LE conseil consultatif royal pour les affaires sahariennes (CORCAS) a fini par achever l’examen du projet d’autonomie au Sahara, au terme de la deuxième partie de sa session extraordinaire. La première partie de la session extraordinaire du CORCAS s’était tenue en mai dernier et avait permis l’élection des présidents de commissions qui n’ont jamais eu le temps de travailler. Le projet a été remis au Roi le soir même de la fin de la session. La tenue de cette session intervient dans une conjoncture difficile marquée par les divergences de point de vue entre Sahraouis, notables traditionnels et nouvelle élite progressiste au Sahara. D’ailleurs, c’est avec une dizaine de membres que les choses sérieuses se sont faites, le projet ayant fait le va et vient entre les messagers du palais et le noyau dur, avant d’être applaudi devant les caméras de télévision, comme l’a voulu Khalihenna, malgré la confrontation dans les coulisses.

Globalement, le résultat est satisfaisant. Même si Khalihenna Ould Errachid n’a rien divulgué lors de la conférence de presse organisée mercredi 6 décembre, à Rabat, pour répondre, en principe, aux questions des journalistes (chose que Ould Errachid fait à merveille, les journalistes espagnols ayant cependant droit à une version autre que la langue de bois avec laquelle il arrose les journalistes marocains).

Dans ses réponses à tout organe de presse, le président du CORCAS glisse les mêmes messages : « la proposition du projet d’autonomie des provinces du sud du Royaume est en conformité avec les dispositions de la légalité internationale, y compris celles de l’autodétermination. La proposition préserve clairement l’ensemble des aspects de la souveraineté marocaine sur le Sahara et garantit tous les droits politiques, sociaux, économiques et culturels des fils du Sahara ». Et puis : « nous avons terminé l’élaboration de la proposition du projet d’autonomie des provinces du Sud que les membres du CORCAS ont approuvée à l’unanimité, après six mois de débats. La mouture finale de la proposition est à présent soumise au Souverain qui en décidera ».

Les grandes lignes du projet d’autonomie
Selon une source proche du dossier, le projet d’autonomie élaboré vise la création d’une entité autonome avec un gouvernement, un parlement et une autorité judiciaire autonomes entre les mains des sahraouis.
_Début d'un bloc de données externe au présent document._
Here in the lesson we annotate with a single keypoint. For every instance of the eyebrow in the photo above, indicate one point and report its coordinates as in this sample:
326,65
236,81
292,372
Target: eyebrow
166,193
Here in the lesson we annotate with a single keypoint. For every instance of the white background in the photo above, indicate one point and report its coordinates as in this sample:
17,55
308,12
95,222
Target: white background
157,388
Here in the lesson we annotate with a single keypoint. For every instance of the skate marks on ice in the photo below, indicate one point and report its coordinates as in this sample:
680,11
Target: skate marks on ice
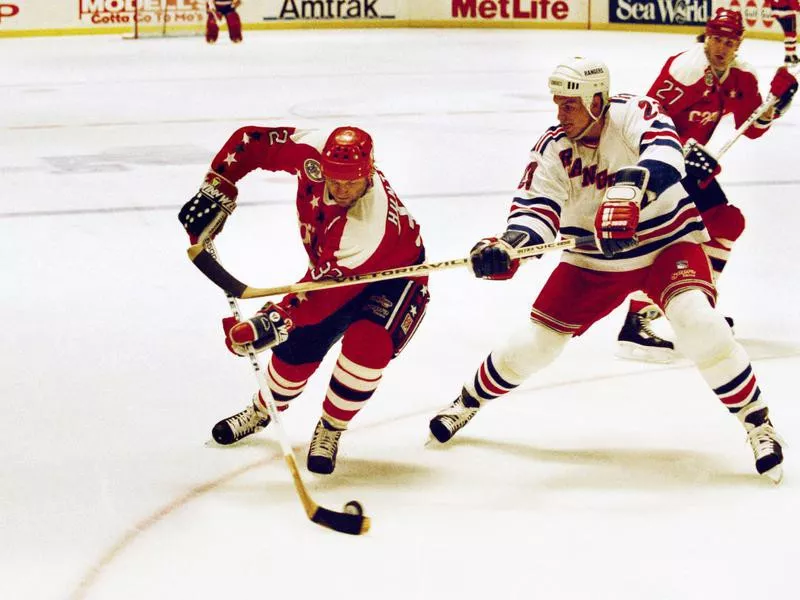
598,469
149,523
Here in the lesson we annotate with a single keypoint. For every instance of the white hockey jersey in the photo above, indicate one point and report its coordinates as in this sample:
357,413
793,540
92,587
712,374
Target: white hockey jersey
565,181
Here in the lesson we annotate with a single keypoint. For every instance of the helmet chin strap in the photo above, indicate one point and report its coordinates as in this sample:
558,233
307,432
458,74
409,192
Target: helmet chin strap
592,123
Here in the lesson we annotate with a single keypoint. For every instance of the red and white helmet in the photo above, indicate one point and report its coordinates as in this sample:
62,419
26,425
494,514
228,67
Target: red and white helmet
726,23
347,154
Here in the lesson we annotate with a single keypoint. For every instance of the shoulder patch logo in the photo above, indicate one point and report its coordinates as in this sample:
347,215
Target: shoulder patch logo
312,169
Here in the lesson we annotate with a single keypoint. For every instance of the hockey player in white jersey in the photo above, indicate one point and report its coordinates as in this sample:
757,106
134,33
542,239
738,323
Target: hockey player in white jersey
612,169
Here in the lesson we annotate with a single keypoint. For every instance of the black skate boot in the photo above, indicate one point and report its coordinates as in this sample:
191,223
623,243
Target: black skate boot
452,418
250,420
767,445
323,448
637,341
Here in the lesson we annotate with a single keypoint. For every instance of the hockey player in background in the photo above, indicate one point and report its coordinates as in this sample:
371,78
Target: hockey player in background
350,221
697,88
216,10
611,168
785,11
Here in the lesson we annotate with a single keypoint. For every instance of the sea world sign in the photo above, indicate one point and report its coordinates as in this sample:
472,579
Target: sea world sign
659,12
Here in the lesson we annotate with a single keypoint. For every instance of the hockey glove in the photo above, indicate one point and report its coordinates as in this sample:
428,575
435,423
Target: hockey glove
618,215
269,327
204,215
783,87
493,258
700,164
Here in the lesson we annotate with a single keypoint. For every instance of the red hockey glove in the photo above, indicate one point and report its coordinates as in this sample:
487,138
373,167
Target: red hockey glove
618,215
700,164
493,258
204,215
269,327
783,87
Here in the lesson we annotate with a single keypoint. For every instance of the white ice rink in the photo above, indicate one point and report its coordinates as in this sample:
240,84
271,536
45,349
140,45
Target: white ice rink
599,479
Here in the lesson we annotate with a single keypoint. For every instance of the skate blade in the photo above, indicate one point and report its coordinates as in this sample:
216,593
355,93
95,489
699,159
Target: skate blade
631,351
775,474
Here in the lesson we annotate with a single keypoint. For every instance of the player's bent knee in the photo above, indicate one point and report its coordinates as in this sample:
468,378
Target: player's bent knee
529,349
702,333
368,344
724,221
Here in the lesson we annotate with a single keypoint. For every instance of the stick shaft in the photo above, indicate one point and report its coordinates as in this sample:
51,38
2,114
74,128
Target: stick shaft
209,265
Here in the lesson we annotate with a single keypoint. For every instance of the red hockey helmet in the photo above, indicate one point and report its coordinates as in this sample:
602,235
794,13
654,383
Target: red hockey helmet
347,154
726,23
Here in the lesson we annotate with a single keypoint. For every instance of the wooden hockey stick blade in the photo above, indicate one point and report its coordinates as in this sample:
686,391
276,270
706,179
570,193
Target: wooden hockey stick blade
338,521
341,521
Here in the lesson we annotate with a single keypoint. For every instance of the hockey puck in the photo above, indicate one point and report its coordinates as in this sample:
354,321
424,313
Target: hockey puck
354,508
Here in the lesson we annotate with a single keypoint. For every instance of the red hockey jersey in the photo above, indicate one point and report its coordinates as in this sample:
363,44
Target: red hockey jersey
696,99
375,233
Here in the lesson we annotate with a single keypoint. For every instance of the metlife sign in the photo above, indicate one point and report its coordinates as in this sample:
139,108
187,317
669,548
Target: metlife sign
660,12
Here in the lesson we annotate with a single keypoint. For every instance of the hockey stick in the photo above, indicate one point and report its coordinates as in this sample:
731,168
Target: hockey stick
353,522
762,108
211,268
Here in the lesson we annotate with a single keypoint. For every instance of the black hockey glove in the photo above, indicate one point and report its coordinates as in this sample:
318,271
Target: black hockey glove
700,164
492,257
204,215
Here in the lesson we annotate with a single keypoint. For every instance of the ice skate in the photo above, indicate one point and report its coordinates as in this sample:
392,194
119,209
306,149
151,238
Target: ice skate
452,418
244,423
637,341
767,448
323,448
Le projet écarte toute perspective d’indépendance. Ce que Khali Henna Ould Errachid a appelé dans sa conference de presse un chemin vers « l’autodétermination via l’autonomie, mais pas une autodétermination qui conduirait à la séparation et à l’indépendance ». Un membre du CORCAS a confié au « Reporter » : « la seule précaution que nous avions lors des débats, c’était comment concilier entre les principes de la légalité internationale et la préservation de l’intégrité territoriale, l’unité nationale et les symboles de souveraineté ». Car le projet se veut une approche pour une solution finale au conflit, une voie pour l’autodétermination qui, avec l’accord de toutes les parties, dépasserait les risques de division qu’engendrerait un referendum.
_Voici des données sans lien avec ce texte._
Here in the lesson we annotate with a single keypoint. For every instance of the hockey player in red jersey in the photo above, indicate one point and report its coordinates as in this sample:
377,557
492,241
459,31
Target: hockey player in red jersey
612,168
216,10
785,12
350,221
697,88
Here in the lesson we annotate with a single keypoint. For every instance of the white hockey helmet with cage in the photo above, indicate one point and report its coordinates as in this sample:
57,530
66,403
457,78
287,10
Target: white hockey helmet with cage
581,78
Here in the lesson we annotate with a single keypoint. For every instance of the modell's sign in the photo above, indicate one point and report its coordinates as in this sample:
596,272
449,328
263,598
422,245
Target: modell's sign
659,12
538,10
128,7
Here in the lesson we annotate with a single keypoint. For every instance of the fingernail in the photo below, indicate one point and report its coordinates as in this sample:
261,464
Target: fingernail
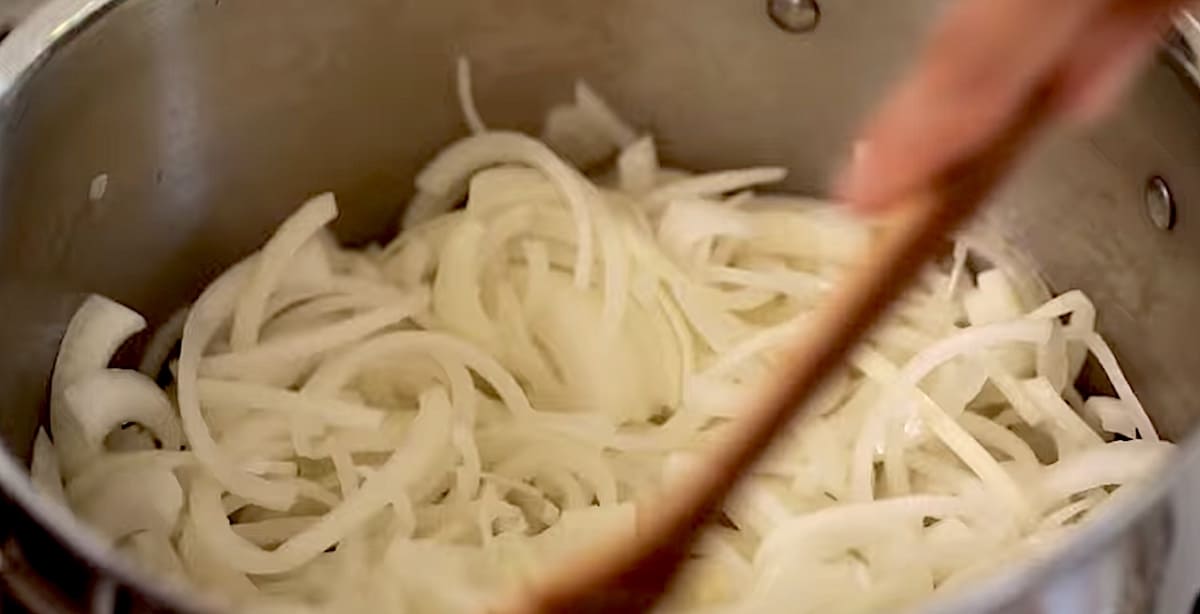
855,185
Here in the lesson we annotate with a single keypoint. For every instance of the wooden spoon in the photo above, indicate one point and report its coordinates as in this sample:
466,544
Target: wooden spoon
631,576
Grosso modo, l’autonomie proposée satisfait 99% des aspirations des Sahraouis qui ont des tendances séparatistes. Seuls les aspects en relation avec l’intégrité territoriale et la souveraineté ont été limités. Toutes les prérogatives seraient entre les mains des Sahraouis, gouvernement autonome, parlement local, justice et même une autorité chargée de l’arbitrage entre le pouvoir central et le gouvernement autonome. Le projet va loin en donnant aux partis régionaux la possibilité de participer à la vie politique. Le Polisario lui-même en tant que parti politique pourrait se présenter aux élections dans l’espace de l’autonomie.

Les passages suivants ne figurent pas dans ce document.